Panic: Invalid input sender for input type at input_sender.rs:32

Summary

NativeRunner panics at src/daft-local-execution/src/input_sender.rs:32:18:

thread '<unnamed>' panicked at src/daft-local-execution/src/input_sender.rs:32:18:
internal error: entered unreachable code: Invalid input sender for input type

This is reached from daft/execution/native_executor.py:53 in stream_results while consuming df.to_arrow_iter() on a lazy DataFrame produced by read_parquet(... hive_partitioning=True, schema=...) → .where(col != literal) in a long-lived Python process. The only working code path is materializing the full result via df.to_arrow() and slicing it in Python.

Environment

  • daft: 0.7.13 — also reproduced on 0.7.14 (same panic, same line)
  • Python: 3.11.10
  • OS: macOS 14 (Darwin Kernel 24.6.0) arm64
  • Runner: NativeRunner (default; DAFT_RUNNER=py errors with ValueError: The PyRunner was removed from Daft from v0.5.0 onwards)
  • Set globally: daft.set_execution_config(scantask_max_parallel=1)

Panic (Python-side stack)

DaftError::External task <N> panicked with message
  "internal error: entered unreachable code: Invalid input sender for input type"

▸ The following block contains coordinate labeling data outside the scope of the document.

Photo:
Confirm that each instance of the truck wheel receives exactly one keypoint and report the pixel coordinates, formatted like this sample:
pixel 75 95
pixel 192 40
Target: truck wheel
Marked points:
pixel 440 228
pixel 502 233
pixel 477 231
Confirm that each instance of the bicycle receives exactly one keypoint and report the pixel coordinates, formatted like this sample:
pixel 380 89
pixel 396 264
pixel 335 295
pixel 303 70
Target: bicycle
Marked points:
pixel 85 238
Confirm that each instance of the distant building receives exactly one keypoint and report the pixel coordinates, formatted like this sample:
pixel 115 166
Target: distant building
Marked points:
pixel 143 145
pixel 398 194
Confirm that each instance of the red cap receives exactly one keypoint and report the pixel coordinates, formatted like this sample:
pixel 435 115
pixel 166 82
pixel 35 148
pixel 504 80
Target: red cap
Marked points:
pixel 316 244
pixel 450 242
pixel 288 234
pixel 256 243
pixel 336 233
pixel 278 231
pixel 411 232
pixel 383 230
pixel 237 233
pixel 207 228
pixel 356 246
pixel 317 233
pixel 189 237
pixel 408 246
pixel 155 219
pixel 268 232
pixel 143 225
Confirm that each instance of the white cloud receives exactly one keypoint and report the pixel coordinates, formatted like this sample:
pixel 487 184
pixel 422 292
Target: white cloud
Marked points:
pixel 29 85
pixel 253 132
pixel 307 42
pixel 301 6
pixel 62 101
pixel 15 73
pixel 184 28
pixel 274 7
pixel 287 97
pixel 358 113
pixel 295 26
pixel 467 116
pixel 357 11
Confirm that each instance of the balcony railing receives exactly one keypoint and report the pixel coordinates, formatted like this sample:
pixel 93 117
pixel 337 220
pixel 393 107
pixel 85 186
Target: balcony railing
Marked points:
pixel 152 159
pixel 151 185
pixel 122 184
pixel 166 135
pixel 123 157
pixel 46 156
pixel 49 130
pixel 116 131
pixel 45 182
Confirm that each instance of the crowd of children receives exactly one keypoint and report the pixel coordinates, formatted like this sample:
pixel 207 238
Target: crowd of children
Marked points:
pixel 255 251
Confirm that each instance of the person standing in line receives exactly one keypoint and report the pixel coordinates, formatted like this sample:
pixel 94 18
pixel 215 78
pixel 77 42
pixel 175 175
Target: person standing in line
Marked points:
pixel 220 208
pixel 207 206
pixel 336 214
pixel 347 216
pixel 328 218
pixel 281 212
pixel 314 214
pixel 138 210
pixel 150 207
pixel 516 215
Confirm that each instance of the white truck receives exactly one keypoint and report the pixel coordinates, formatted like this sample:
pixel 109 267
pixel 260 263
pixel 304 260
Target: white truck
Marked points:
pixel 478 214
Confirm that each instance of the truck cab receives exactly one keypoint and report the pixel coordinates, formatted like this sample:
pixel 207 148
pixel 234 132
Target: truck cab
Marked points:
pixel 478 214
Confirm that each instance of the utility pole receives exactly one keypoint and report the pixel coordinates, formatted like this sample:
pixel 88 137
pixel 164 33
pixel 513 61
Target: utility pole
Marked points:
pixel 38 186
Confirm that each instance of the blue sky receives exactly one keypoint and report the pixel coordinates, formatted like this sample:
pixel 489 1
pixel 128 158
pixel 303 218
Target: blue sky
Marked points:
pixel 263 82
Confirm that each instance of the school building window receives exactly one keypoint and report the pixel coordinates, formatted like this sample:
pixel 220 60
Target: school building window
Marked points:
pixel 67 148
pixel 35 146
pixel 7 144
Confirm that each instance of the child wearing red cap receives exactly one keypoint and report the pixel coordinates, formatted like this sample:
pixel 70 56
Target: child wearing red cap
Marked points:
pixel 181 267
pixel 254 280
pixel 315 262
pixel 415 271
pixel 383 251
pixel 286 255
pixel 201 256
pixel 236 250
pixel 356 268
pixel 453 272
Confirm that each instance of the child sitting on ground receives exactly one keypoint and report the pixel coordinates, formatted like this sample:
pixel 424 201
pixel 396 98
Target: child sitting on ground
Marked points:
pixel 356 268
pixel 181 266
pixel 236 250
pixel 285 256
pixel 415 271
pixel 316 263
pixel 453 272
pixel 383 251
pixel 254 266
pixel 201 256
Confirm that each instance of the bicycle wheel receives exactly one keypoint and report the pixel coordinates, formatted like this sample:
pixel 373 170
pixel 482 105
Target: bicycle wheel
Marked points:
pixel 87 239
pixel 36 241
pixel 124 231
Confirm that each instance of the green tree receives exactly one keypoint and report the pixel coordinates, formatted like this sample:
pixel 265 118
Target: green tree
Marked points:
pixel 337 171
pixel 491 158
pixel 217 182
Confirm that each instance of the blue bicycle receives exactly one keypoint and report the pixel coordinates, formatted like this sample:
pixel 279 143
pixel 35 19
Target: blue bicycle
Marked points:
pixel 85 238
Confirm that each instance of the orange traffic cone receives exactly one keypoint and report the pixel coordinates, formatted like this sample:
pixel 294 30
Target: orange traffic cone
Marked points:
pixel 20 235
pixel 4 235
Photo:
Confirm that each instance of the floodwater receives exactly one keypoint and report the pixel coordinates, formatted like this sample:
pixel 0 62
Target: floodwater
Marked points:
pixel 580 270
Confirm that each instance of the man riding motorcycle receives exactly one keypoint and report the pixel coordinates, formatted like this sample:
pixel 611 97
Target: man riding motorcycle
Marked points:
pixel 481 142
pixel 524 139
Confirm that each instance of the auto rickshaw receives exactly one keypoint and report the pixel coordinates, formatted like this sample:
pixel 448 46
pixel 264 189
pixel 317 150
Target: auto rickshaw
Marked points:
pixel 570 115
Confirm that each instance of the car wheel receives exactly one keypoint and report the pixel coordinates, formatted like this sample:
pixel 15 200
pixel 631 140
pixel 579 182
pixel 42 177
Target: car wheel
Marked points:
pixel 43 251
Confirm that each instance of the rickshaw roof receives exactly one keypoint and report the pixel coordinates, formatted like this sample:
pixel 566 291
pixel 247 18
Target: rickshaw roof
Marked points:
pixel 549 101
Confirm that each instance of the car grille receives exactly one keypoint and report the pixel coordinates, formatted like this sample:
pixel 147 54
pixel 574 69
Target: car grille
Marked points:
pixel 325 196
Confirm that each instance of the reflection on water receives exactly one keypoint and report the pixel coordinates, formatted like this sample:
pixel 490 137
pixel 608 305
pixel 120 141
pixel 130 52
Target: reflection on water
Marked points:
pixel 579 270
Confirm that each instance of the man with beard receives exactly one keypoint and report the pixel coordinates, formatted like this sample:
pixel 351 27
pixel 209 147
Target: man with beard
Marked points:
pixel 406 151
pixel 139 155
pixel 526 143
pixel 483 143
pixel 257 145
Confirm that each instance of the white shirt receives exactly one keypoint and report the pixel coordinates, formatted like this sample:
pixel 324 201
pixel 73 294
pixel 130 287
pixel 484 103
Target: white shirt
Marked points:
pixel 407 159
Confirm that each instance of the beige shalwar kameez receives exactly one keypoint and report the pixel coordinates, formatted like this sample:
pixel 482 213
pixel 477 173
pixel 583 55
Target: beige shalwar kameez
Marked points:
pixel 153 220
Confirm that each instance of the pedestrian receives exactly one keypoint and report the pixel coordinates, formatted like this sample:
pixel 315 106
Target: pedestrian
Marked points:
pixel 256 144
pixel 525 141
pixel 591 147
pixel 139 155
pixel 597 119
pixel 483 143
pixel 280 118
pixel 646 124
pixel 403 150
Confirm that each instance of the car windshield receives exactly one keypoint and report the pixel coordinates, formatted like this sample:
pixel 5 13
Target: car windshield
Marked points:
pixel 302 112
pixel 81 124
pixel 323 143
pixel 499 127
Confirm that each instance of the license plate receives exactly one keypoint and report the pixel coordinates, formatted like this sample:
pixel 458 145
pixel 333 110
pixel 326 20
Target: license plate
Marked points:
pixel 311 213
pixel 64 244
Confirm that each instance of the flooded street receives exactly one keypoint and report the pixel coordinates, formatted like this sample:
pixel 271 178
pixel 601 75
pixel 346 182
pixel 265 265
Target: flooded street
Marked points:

  File ".../daft/execution/native_executor.py", line 53, in stream_results
    yield batch
          └ None
GeneratorExit

daft.exceptions.DaftCoreException: DaftError::External task <N> panicked with message
  "internal error: entered unreachable code: Invalid input sender for input type"

The yield batch with batch=None in native_executor.py:53 looks like the streaming generator received a None it didn't expect.

Code shape that triggers it

df = daft.read_parquet(
    f"{prefix}/**/*.parquet",
    infer_schema=False,
    schema={...~15 fields, mostly string + a few int64/bool...},
    hive_partitioning=True,
)

publish_df = df.where(df["state"] != "DELETE")
delete_df  = df.where(df["state"] == "DELETE")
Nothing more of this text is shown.